AZZANO DECIMO (PORDENONE) - «Dopo 21 anni di tribolazione, perché non era mai finita, posso considerarmi libero». La voce pacata dell'ingegner Elvo Zornitta tradisce un po' di emozione. Ha appena parlato con i suoi avvocati e può tirare un sospiro di sollievo. «Sì, un sollievo per me e per la mia famiglia. Noi siamo all'antica, siamo sempre stati legati. Ho sofferto insieme a mia moglie e mia figlia, le sto aspettando, credo che festeggeremo».

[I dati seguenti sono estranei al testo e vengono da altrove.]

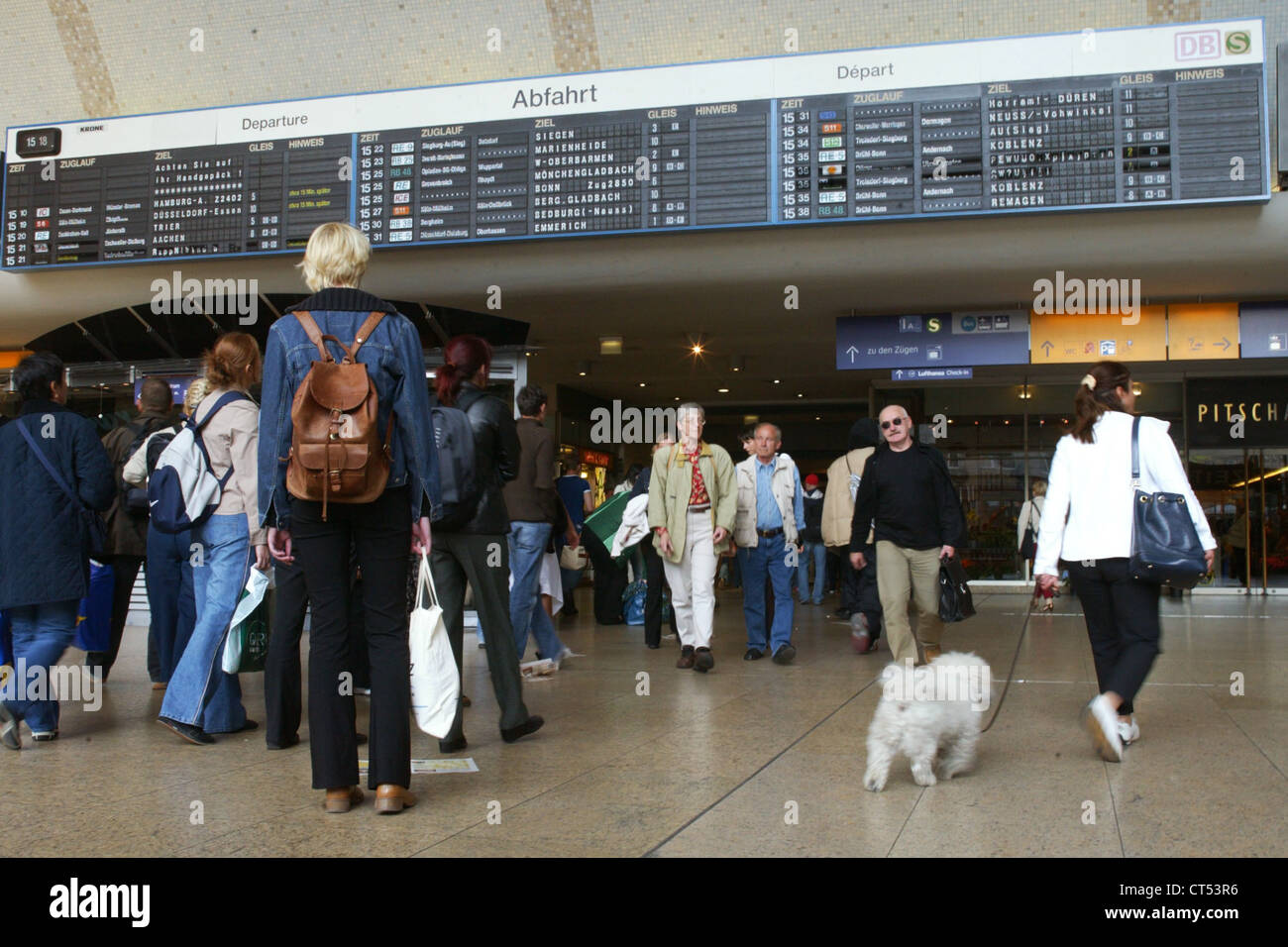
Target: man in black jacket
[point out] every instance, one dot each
(909, 496)
(128, 531)
(44, 536)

Oggi ha 68 anni ed è in pensione. È stato il principale sospettato di Unabomber. Il poliziotto accusato di aver manomesso la prova regina, quella che avrebbe dovuto inchiodare l'ingegnere di Azzano appassionato di bricolage, è stato condannato. Credeva che fosse tutto finito. Invece si è ritrovato indagato nuovamente. «Io sarei stato anche sereno - ammette - Il problema è che sono stato scottato già una volta e hai sempre paura che succeda di nuovo». Questa storia ne ha minato la salute e adesso spera almeno di poter eliminare i farmaci che è costretto a prendere per dormire. «La volontà è forte, ma ogni volta che ho tentato di rialzarmi, c'era qualcosa di nuovo... Ciò che mi è stato tolto nessuno me lo restituirà».

Adesso resta aperto soltanto il capitolo del risarcimento. Zornitta ha chiesto allo Stato un milione di euro per i danni patiti dalla prima inchiesta che, a partire dal 26 maggio 2004, quando i carabinieri gli fecero irruzione in casa per perquisirlo, sconquassò la sua vita. Ne ha ottenuti 300mila per la prova alterata, un falso dove si diceva che il lamierino trovato in un ordigno di Unabomber era stato tagliato con una forbice sequestrata nel suo laboratorio. Una somma che secondo l'ingegnere non è congrua. Il caso è fermo in Cassazione. Per ora lo Stato non sborsato un euro.